Effective Theory of Feshbach Resonances and Many-Body Properties of Fermi Gases

For calculating low-energy properties of a dilute gas of atoms interacting via a Feshbach resonance, we develop an effective theory in which the parameters that enter are an atom-molecule coupling strength and the magnetic moment of the molecular resonance. We demonstrate that, for resonances in the fermionic systems ${}^6\mathrm{Li}$ and ${}^{40}\mathrm{K}$ that are under experimental investigation, the coupling is so strong that many-body effects are appreciable even when the resonance lies at an energy large compared with the Fermi energy.
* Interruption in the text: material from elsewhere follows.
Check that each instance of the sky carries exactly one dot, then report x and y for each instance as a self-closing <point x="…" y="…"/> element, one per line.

We calculate a number of many-body effects, including the effective mass and the lifetime of atomic quasiparticles in the gas.

Figure 1

$-\mathrm{Im}\Sigma (p,{\xi }_p)/{ϵ}_{\mathrm{F}}$ as a function of $k_{\mathrm{F}}|a_{\mathrm{res}}|$ for various momenta. The solid curves are numerical results based on Eqs. (6, 10), the dashed curves are the results if the effect of the medium on the scattering amplitude is neglected, and the dotted curves are the Galitskii results. All these results become identical for $k_{\mathrm{F}}|a_{\mathrm{res}}|\ll 1$.